Strangers to Ourselves: Unsettled Minds and the Stories That Make Us
- Author: Rachel Aviv
- Genre: non-fiction
- Publisher: Farrar, Straus and Giroux
- Publication date: September 13, 2022
- Pages: 288
- ISBN: 9780374600853

= Strangers to Ourselves (book) =

2022 book by Rachel Aviv

Strangers to Ourselves: Unsettled Minds and the Stories That Make Us is a 2022 non-fiction book by Rachel Aviv that focuses on mental illness, diagnosis, and people in extreme mental distress. It was listed among the New York Times’ "The 10 Best Books of 2022".

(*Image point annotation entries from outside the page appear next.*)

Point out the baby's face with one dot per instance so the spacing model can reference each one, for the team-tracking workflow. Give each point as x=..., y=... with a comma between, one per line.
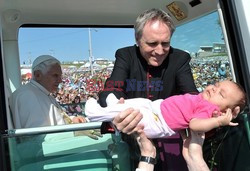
x=224, y=94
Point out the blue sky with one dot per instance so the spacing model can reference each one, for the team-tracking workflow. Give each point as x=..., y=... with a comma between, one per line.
x=68, y=44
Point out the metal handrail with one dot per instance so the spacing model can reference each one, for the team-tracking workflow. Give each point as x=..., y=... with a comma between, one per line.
x=52, y=129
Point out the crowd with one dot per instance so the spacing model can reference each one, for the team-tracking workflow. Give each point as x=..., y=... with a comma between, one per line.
x=82, y=86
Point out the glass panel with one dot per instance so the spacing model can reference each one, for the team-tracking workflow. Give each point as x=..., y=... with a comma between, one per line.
x=67, y=151
x=203, y=39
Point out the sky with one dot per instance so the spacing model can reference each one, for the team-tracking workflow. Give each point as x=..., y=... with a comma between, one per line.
x=72, y=44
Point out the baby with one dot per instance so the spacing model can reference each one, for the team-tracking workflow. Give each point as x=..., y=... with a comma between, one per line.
x=162, y=118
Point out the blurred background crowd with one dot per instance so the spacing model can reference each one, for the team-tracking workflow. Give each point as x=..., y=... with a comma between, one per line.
x=77, y=86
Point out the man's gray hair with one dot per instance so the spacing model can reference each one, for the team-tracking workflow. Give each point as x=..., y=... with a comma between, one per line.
x=45, y=65
x=152, y=15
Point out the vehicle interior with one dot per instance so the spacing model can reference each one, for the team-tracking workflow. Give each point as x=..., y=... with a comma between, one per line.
x=57, y=147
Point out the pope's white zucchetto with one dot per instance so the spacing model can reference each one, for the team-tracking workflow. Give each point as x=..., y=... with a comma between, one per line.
x=43, y=58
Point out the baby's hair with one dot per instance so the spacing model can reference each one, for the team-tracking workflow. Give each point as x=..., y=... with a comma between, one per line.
x=242, y=102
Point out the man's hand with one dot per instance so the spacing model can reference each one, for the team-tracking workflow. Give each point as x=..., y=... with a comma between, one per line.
x=94, y=133
x=127, y=120
x=79, y=119
x=146, y=146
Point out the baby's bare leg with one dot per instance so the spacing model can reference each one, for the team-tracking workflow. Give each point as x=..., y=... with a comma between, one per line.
x=195, y=152
x=192, y=151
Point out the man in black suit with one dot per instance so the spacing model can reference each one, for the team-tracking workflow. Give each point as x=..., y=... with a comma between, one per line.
x=150, y=69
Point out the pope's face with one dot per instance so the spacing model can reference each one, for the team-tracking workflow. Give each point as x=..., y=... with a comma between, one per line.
x=155, y=42
x=52, y=78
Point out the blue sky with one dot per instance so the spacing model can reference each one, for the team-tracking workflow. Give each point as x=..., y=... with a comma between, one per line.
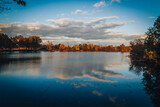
x=118, y=21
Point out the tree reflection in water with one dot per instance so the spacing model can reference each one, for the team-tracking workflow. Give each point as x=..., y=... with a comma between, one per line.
x=151, y=78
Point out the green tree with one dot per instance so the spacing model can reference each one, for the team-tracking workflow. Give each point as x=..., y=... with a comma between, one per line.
x=152, y=41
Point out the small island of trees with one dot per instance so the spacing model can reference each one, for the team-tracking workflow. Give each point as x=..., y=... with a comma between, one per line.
x=33, y=43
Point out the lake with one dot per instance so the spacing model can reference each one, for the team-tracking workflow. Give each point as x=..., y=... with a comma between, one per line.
x=71, y=79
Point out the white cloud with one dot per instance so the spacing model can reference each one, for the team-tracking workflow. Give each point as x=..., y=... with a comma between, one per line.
x=115, y=1
x=73, y=31
x=78, y=11
x=151, y=17
x=100, y=4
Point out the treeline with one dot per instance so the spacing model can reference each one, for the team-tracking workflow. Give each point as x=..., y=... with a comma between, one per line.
x=34, y=43
x=87, y=47
x=148, y=50
x=19, y=42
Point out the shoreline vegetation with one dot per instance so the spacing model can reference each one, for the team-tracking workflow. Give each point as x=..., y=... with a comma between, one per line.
x=33, y=43
x=147, y=50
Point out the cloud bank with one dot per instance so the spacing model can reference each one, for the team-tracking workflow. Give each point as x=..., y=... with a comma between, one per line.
x=72, y=31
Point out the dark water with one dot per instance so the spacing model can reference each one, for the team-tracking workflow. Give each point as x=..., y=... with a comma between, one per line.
x=81, y=79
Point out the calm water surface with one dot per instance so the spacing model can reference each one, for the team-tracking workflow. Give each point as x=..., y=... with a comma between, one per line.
x=80, y=79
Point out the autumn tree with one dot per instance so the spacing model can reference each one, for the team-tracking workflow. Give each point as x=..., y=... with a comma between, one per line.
x=152, y=41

The book explores the personal stories of mentally ill people and the history of how mental illness has been defined and treated. As an investigative reporter, Rachel Aviv investigates the lives of six people who have diverse experiences of mental illness, including herself. She selected people who had written personal diaries and letters so that she could learn how they viewed their world. The book quotes medical and scholarly essays, legal documents, and personal and creative writings by Ray, Bapu, Naomi, Laura Delano, and Hava. Drawing on her own childhood diagnosis of anorexia nervosa, Aviv weaves her personal story into the narrative.

== Reception ==
Strangers to Ourselves was well-received by critics. In The Wall Street Journal, Elizabeth Winkler wrote, "In writing against the limits of psychiatric narratives, into the space where language has failed, Ms. Aviv paradoxically finds language for the most ineffable registers of human experience." Writing for the Washington Post, Sally Satel called it "Vivid, wrenching, and ambitiously researched."

It was one of the New York Times Ten Best Books of the Year and the New Yorkers Best Books of 2022. It was a finalist for the 2023 National Book Critics Circle Award for Criticism.